Saturday, August 14, 2010

9 - Walkabout

 Time for muggins to do another walkabout. The guidebook suggests only car tours in view of rampant daylight muggings (and absolutely no walking about at all after dark), but I don't have $1 million to rent one, so here goes for a trip up to Miramar, with its exclusive red-tiled pink embassies and yet more homes for the rich and corrupt - a particularly large mansion under construction is said to be for the president. As always, the vistas of abject poverty abound, too.

I leave everything in the safe back at the Soleme, including my passport, taking a photocopy in its place. All I have on me are my camera and $30 in local kwanzas. I find a back way to avoid Zig-Zag Road, which the guidebook cites as dangerous for two reasons: muggings are common and shipping containers have a nasty habit of falling off the backs of lorries and rolling down on top of you.
Miramar mansion under construction


Once in Miramar there are plenty of armed guards, so I think I'll be OK, unless of course they're also moonlighting as muggers. A guy is swinging a dirty great machete near a work site by the side of the street. Perhaps he just uses it to trim his nails. Now another gent approaches bearing the biggest catapult I ever seen, with a massive rubber belt. Just whistle on by.




Boavista musseque (slum) as seen from Miram
At the top there's luxury-misery cheek-by-jowl horror where giant Cuban-built high-rise slums shed their skin, that is where this is not hidden by endless lines of washing. Yet further on a leprous scar gouges its lebensraum on the hills above the port where a vast slum of hovels teeters on the edge of the slopes above a cataract of foul refuse. Miramar means sea-view, the musseque is called Boavista - great view. Weird! Anyway, mission accomplished. I came, I saw, I wasn’t robbed.

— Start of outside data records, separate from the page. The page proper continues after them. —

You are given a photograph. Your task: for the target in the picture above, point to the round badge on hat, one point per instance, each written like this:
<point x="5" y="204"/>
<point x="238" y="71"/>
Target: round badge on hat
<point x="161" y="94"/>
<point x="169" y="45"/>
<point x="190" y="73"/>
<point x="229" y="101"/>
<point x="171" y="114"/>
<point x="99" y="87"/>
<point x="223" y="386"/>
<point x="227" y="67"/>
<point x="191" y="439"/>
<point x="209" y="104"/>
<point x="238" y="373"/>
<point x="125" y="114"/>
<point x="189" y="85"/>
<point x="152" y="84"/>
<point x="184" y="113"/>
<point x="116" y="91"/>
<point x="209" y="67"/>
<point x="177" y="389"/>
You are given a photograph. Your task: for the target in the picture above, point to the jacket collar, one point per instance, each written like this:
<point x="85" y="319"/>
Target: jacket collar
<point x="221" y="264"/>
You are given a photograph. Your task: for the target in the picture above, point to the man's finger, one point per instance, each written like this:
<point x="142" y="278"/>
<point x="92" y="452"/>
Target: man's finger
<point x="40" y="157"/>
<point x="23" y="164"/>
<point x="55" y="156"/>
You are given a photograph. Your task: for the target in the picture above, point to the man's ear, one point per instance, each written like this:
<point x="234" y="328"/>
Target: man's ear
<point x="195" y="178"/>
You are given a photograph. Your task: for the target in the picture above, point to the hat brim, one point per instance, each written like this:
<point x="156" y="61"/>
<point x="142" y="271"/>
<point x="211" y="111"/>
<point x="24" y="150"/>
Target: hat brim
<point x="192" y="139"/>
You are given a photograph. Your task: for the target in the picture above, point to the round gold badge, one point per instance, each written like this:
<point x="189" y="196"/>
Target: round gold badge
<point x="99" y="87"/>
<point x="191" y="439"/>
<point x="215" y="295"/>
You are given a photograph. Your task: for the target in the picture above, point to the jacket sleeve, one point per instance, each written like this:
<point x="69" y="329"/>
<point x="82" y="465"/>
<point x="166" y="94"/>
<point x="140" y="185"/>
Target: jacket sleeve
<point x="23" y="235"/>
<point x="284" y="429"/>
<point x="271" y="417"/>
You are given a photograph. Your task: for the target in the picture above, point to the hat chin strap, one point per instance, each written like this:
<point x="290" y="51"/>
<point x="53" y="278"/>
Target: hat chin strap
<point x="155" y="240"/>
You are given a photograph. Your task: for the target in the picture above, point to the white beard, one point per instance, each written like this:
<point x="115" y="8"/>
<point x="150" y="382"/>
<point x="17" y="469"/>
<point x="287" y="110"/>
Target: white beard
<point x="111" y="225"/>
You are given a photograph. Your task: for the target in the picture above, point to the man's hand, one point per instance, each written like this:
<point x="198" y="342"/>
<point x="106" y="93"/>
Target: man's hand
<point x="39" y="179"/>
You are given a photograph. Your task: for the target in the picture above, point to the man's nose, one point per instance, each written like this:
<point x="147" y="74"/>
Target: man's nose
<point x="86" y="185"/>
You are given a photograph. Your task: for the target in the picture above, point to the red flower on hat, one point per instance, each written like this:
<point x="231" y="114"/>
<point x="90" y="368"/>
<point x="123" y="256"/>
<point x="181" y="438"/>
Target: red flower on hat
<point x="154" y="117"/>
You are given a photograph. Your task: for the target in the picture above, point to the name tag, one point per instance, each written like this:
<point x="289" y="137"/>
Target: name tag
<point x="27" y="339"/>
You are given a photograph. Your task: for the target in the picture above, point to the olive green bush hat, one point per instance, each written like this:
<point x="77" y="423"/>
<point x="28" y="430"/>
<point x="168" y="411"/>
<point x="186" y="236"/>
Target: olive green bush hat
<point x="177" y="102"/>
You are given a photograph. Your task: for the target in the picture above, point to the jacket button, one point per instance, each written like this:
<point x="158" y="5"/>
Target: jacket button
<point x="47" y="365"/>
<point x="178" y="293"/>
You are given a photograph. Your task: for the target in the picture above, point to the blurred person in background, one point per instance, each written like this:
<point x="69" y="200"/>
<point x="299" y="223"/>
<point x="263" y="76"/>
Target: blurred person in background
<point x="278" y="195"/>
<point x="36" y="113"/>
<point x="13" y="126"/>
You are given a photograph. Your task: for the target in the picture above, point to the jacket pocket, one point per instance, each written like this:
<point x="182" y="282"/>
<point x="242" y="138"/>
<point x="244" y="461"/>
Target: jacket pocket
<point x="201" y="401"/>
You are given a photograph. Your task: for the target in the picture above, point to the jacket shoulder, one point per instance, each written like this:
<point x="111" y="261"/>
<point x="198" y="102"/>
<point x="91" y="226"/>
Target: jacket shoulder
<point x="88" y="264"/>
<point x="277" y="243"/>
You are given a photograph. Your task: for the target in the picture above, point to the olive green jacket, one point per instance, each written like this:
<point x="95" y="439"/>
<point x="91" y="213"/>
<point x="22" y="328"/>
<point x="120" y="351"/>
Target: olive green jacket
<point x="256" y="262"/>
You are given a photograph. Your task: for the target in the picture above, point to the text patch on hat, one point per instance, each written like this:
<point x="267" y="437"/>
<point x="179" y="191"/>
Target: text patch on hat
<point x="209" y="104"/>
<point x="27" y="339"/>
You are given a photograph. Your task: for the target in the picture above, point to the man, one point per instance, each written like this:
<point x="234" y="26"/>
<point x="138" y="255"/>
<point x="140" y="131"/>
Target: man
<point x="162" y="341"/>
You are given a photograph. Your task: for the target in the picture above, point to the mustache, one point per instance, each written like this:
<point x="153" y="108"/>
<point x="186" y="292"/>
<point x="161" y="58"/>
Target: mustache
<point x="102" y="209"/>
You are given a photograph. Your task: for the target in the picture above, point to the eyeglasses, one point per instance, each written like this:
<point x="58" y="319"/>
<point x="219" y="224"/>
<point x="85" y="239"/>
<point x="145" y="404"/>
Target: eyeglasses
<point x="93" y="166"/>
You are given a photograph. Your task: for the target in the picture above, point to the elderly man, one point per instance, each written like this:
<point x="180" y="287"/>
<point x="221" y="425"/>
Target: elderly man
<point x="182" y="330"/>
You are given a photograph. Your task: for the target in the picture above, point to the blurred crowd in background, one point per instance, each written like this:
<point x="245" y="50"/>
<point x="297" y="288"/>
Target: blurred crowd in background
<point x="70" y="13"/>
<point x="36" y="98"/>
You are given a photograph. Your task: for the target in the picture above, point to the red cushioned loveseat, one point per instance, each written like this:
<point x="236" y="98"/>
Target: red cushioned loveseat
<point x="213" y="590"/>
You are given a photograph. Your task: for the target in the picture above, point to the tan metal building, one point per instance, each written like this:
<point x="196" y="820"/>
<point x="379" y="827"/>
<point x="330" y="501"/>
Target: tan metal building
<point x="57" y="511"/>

Indeed, it's not the muggers who get me. I've just surreptitiously taken a photo of the US embassy on the way back, and now three humongous dark-blue clad policemen are descending on me - revolvers on hips, batons in hand. Verboten, they growl. They demand my passport and at first refuse the photocopy, muttering 'prisoner, prisoner' and speaking on their phones. They make me erase the photo; another honcho comes up and takes my camera and papers across to a kiosk outside the freaking embassy. After 10 minutes a fourth cop comes back with my camera and asks me what I was doing. Taking photos, says I. Verboten, says he. I explain that I have erased it, but he goes back with the camera, returns after another 15 minutes, says he's erased another two photos and lets me go on my way.
Intercontinental Hotel under construction on Zig-Zag road
Back in the centre of town outside the National Assembly ceremonial guards with shining drawn sabres and what look like green ferns sprouting from their blue caps stand watch. A smiling 'can I ask you to say cheese for my dinky little camera' elicits a growled 'nein, verboten' and what looks to my fevered eye like an incipient slashing gesture.

OK, they’re not actually speaking German. What they say is 'nao, proibido.' But German sounds so much more apt than Portuguese for dictatorial speak. Just compare 'verboten' with their lilting 'proibido.' The latter sounds more like a dance - baila, baila la bamba; baila, baila o proibido!